Il quitte officiellement la Nation of Islam le 11 mars 1964. Il fonde alors deux organisations : «The Muslim mosque inc.», une organisation ouverte à tous les musulmans et l’«Organisation pour l’Unité afro-américaine», un groupe politique non religieux, ouvert aux Noirs de toutes confessions ou sans confession religieuse.

Pendant cette période, il effectue un pèlerinage à la Mecque d’où il revient avec une conviction universaliste : «Il y avait des dizaines de milliers de pèlerins, de partout dans le monde. Ils étaient de toutes les couleurs, des blonds aux yeux bleus aux Africains à la peau noire. Mais nous étions tous les participants d’un même rituel, montrant un esprit d’unité et de fraternité que mes expériences en Amérique m’avaient mené à croire ne jamais pouvoir exister entre les Blancs et les non-Blancs.» Pour marquer ce nouveau changement, il change une nouvelle fois de nom et devient El-Hajj Malek El-Shabazz.

Il développe alors des positions politiques nouvelles qui le rendent populaire auprès de toute la jeunesse noire : appel à l’auto-organisation des Noirs, refus de condamner la violence des opprimés, appel à l’organisation de l’auto-défense, appel à la solidarité avec les luttes de libération nationale, condamnation de l’impérialisme états-unien, etc.

Il est assassiné le 21 février 1965, alors qu’il prononce un discours dans le quartier de Harlem, à New York, devant un auditoire de quatre cents personnes, dont son épouse et ses enfants. Trois membres de Nation of Islam seront reconnus coupables en 1966 mais la complicité du FBI ne fait aucun doute.

Malcolm mort, ses idées restent pourtant vivantes. Il devient ainsi une référence pour les Black Panthers, pour les jeunes de Soweto, pour un leader comme Thomas Sankara, etc. Il incarne fondamentalement le combat intransigeant contre l’oppression, combat qu’il déclare mener «par tous les moyens nécessaires», il est un révolutionnaire, un anti-impérialiste et un éducateur politique des masses. Conscient de l’image que ses détracteurs voulaient laisser de lui, il prédit dans son autobiographie : «Après ma mort, ils feront de moi un raciste, quelqu’un de colérique qui inspire la peur… Je ne suis pas raciste. Je ne crois en aucune forme de ségrégation. Le concept du racisme m’est étranger.»

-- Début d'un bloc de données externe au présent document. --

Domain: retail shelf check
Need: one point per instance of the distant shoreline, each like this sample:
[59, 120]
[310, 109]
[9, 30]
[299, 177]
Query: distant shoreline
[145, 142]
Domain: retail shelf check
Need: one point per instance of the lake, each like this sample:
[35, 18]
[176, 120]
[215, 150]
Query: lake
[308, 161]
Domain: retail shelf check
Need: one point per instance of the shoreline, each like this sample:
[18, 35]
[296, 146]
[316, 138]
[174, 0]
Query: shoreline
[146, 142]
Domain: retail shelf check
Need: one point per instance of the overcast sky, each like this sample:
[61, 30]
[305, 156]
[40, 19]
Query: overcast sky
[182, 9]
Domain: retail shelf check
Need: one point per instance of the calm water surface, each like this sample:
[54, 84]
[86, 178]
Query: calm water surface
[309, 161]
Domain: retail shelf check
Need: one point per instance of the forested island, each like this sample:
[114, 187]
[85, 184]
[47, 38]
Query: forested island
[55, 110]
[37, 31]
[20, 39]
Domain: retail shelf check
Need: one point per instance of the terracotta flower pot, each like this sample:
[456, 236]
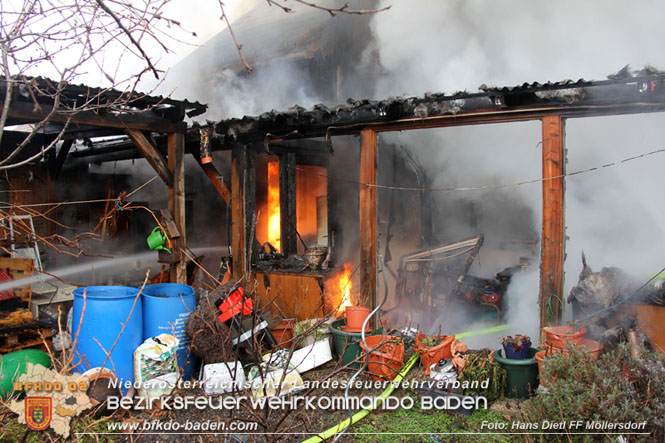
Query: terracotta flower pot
[355, 317]
[283, 333]
[385, 357]
[556, 336]
[433, 354]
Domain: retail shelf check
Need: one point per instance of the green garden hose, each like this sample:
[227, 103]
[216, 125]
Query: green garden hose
[389, 390]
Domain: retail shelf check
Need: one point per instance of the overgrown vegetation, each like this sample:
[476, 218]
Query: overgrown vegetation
[416, 425]
[617, 389]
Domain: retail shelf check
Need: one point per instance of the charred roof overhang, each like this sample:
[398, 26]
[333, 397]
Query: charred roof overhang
[33, 100]
[580, 98]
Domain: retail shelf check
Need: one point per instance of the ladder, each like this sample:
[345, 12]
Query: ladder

Malcolm est décédé à l’âge de 39 ans. Sa trajectoire aurait été marquée par la lutte incessante contre l’injustice, mais aussi par le souci de transformation de soi, comme le montrent les différentes expériences qui ont marqué son existence.

Repose en paix frère et camarade. Aujourd’hui plus que jamais, ta mémoire reste pour nous une source d’inspiration et de fierté.